Various physical and psychological stressors can cause thymocyte apoptosis and cell loss in rodents. Although glucocorticoids (GC) are commonly implicated, oxidative stress may also play a role. The purpose of this study was to examine the effect of an acute bout of strenuous treadmill running, and the antioxidant N-acetyl-l-cysteine (NAC) on thymocyte loss and apoptosis. Eighty-eight female C57BL/6 mice were given NAC (1 g/kg, i.p.) or saline (SAL) 30 min before 90 min of treadmill exercise at a 2° slope (EX; 30 min at 22 m/min; 30 min at 25 m/min; and 30 min at 28 m/min) and sacrificed immediately (Imm) or 24 h following EX. Control mice (NonEX) were exposed to treadmill noise and vibration without running.
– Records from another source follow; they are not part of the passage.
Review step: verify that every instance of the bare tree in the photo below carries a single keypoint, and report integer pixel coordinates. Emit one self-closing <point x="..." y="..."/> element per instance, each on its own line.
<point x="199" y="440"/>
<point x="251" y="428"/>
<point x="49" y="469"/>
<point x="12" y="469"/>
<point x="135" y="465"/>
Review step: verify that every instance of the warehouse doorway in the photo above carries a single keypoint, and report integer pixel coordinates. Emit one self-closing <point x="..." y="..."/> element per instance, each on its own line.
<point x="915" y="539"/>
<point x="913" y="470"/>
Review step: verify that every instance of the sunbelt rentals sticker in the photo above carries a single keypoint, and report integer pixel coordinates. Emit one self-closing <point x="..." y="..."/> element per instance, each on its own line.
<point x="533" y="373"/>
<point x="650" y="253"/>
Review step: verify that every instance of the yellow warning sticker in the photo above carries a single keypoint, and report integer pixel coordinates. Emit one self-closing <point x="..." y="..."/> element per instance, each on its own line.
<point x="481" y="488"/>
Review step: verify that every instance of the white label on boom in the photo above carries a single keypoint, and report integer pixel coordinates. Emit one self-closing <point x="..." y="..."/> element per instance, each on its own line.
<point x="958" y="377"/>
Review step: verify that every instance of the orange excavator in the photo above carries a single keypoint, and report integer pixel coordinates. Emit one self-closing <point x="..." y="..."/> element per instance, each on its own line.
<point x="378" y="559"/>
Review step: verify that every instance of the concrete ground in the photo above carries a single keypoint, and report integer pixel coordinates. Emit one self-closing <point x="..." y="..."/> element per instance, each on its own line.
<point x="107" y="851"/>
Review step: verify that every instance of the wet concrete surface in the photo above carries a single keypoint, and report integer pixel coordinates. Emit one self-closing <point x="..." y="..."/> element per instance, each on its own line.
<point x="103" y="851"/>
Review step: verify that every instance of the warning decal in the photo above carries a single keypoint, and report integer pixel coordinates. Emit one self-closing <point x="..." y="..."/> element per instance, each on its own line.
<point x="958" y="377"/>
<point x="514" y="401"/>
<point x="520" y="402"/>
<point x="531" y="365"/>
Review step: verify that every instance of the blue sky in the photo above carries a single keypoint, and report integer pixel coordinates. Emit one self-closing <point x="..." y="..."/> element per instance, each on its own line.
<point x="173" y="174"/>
Thymocytes were isolated and analyzed for phosphatidylserine (PS) externalization (Annexin V), loss of membrane integrity, mitochondria membrane depolarization, intracellular hydrogen peroxide (H2O2) production, and intracellular glutathione (GSH) as well as protein levels of caspase 3, Bcl-2, and cytosolic cytochrome c. Blood was analyzed for corticosterone (CORT) concentrations by radioimmunoassay. Exercise stress caused a significant increase in plasma CORT concentrations in EX + SAL + Imm and EX + NAC + Imm groups compared to NonEX mice. Relative to NonEX mice, thymocytes isolated from EX + SAL + Imm mice showed signs of an early apoptotic profile as indicated by decreased GSH stores and increased mitochondrial membrane depolarization. These effects were followed by a 50% reduction in thymocyte numbers 24 h post-exercise (EX + SAL + 24 h). Alterations in GSH levels, mitochondrial membrane depolarization, and thymocyte loss were not observed in mice receiving NAC. These results suggest that exercise-induced thymocyte apoptosis and cell loss may be mediated via an oxidative stress pathway.